Question

What is the cell constant of \( \frac{N}{10} \) KCl solution at \(25^\circ\text{C}\), if conductivity and resistance of the solution are \(0.0112~\Omega^{-1}\text{cm}^{-1}\) and \(55.0~\Omega\) respectively?

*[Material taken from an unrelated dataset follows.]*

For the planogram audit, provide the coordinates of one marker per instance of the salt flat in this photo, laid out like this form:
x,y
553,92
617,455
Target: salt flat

• A. \(0.616~\text{cm}^{-1}\)
• B. \(0.491~\text{cm}^{-1}\)
• C. \(2.0~\text{cm}^{-1}\)
• D. \(0.2~\text{cm}^{-1}\)

Hint:

Always remember that the cell constant is the product of conductivity and resistance, not their ratio.

Answer 1

The Correct Option is A

Step 1: Write the formula for cell constant.
The relation between conductivity \( \kappa \), resistance \( R \), and cell constant \( G^\ast \) is given by: \[ G^\ast = \kappa \times R \] Step 2: Substitute the given values.
\[ \kappa = 0.0112~\Omega^{-1}\text{cm}^{-1}, \quad R = 55.0~\Omega \] \[ G^\ast = 0.0112 \times 55.0 \] Step 3: Calculate the result.
\[ G^\ast = 0.616~\text{cm}^{-1} \] Step 4: Final conclusion.
Hence, the cell constant of the given KCl solution is \(0.616~\text{cm}^{-1}\).